But, I do add 10% extra hardener into the measure in most cases as the hardener is more viscous than the epoxy base and clings to the side of the measure in about that amount when poured at the same rate. With small amounts, like we often use (as opposed to boatmakers and laminate makers who use it by the bucket load) this cling amount can be a large percentage difference. I use West systems for tight places but find Techniglue better for filling inconsistent substrates. The colloidal thickening additives for West Systems will also do the trick but I haven't used them.
Tell us how you go on this Len , I think this is a common enough problem.
I'm also backing the Wallabies for the Bledisloe Cup - if I lose I get to wear an All Blacks cap for a week down at my Local (Kiwi Publican).
Regards.
Rusty.
Ha Ha , good luck with the rugby Rusty , the hardener is 206 ( because I think you get stronger results ?) I use plastic syringes as they have pretty accurate markings and I may only be using 30mL . Its a bummer to have a Les Paul headstock only 1/2 stuck ! and also one of those Epi 12s with the bolt-on neck and loose block , a P.I.T.A at any time ! I am hoping warmth will do the trick and not leave me looking ammateurish .
Thanks for that Greg , I really do feel its the hardener thats at fault , but as it did go half way hard , I hope a little heat will finish it off . If not I will sprinkle it with Viagra powder !
Oh, I was just waiting for someone to post that! Ka-boom!
That'll be an expensive repair that fails after a few hours!

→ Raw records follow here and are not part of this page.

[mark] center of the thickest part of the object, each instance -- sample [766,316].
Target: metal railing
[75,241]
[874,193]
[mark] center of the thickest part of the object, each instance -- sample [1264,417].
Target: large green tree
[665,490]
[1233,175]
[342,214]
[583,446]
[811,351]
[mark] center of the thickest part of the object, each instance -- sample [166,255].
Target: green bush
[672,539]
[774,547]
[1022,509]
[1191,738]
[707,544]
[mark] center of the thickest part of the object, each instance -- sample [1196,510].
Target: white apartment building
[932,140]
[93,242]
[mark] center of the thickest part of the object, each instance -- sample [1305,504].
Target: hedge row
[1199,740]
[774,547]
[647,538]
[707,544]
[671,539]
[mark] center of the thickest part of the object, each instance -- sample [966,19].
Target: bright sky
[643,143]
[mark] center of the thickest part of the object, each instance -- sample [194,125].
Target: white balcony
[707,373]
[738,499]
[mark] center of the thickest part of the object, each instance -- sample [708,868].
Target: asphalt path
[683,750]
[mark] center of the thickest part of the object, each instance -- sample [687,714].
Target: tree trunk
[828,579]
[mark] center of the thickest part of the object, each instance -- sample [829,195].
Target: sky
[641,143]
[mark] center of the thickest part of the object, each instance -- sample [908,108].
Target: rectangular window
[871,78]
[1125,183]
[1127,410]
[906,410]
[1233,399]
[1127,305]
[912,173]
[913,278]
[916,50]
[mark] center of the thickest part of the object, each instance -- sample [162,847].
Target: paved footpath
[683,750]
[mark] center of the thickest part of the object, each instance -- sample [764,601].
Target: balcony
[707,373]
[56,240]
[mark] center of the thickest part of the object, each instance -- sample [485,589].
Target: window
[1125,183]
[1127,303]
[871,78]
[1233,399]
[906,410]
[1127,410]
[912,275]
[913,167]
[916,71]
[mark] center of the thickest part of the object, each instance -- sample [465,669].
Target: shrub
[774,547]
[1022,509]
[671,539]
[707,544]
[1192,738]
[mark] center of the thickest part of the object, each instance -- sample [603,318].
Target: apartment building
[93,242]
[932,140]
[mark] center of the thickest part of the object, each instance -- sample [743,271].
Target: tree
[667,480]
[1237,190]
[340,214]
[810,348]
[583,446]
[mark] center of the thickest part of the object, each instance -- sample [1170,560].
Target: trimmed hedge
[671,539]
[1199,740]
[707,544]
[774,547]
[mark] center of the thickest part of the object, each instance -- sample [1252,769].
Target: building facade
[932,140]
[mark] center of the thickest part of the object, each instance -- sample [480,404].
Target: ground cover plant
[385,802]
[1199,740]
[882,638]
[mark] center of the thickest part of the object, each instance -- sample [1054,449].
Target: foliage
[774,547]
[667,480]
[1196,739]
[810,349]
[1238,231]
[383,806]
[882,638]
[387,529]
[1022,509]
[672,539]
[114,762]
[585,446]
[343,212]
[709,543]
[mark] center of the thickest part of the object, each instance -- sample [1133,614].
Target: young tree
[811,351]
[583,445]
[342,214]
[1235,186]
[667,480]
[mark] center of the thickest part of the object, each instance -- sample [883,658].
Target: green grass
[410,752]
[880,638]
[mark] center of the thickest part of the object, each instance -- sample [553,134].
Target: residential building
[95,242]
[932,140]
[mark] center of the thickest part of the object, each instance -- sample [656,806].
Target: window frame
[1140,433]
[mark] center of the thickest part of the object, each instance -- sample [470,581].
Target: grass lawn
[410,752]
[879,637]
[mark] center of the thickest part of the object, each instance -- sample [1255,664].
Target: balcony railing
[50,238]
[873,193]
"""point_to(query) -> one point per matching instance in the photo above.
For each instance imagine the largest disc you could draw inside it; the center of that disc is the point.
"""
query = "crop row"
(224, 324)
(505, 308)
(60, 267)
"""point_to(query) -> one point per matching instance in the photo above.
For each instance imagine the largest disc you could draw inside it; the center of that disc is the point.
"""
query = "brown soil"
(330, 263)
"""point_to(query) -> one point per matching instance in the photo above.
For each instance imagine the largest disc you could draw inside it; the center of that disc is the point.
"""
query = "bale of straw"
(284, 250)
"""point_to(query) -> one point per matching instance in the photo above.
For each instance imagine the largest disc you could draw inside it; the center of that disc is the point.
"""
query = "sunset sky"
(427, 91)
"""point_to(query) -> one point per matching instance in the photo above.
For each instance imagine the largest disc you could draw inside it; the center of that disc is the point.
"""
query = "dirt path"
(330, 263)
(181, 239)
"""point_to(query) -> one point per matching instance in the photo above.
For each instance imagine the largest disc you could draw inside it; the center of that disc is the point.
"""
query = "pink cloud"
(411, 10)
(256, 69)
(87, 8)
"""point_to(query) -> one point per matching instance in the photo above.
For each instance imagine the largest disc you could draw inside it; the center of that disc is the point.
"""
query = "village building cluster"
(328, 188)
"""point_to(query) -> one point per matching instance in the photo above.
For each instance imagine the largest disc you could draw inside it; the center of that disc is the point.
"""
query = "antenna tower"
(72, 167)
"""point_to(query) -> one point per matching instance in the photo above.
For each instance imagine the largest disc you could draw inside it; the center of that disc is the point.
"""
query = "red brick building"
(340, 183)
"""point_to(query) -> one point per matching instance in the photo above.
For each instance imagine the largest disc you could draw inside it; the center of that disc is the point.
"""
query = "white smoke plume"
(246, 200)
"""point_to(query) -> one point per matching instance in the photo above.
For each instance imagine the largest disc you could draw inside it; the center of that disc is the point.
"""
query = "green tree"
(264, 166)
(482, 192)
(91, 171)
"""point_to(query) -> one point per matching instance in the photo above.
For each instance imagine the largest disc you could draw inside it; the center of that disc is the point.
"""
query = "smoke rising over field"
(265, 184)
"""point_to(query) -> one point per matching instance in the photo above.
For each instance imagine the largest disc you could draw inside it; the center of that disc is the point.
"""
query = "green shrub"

Good synopsis of epoxy issues Gregory. I'll offer a few comments based on my experience (Repair, Woodworking and a few decades in Microelectronics/MEMS packaging):
1. I wouldn't necessarily assume it's just the hardener. Typically, both parts are purchased at the same time and should be tracked in age (and discarded) together as Gregory noted.
2. Surface Preparation is a frequent root cause of adhesion failure. Contaminants on the surface (including other adhesives) can inhibit Epoxy cure. In particular, oils and waxes will cause loss of adhesion and strength. Cleaning the surfaces with Naptha or Acetone is a good idea (when possible). However, if the contaminant has really soaked into the wood - there may not be a way to get it out.
3. If solvents are used to clean the surface, allow sufficient time for them to evaporate. Application of epoxy to a solvent wetted surface often produces unexpected results.
4. High temperature storage conditions can accelerate chemical aging. I tend to keep my Epoxy materials in temperature controlled spaces.
5. Epoxy adheres well to most bare wood. It may or may not adhere well to a smooth finish and you are now depending on the finish adhesion to the bare wood as part of the joint. Bare wood joints generally work best.
Best of luck with your repairs.
Oh... and please send some of that cooler weather along. It is bloody HOT here in Texas (105F today)!
JR,
You do not want that - be very careful what you wish for - I have to take a heat-gun to the urinal.
Rusty
Good one Rusty ! Down there must be freezing , its bad enuff here in Newy , Good news guys , I left the desk lamp on the LP all day which didnt fix it , but next morning it was hard ( after being cold all night ) I have found a source for new West Systems and wont be touching the old one again .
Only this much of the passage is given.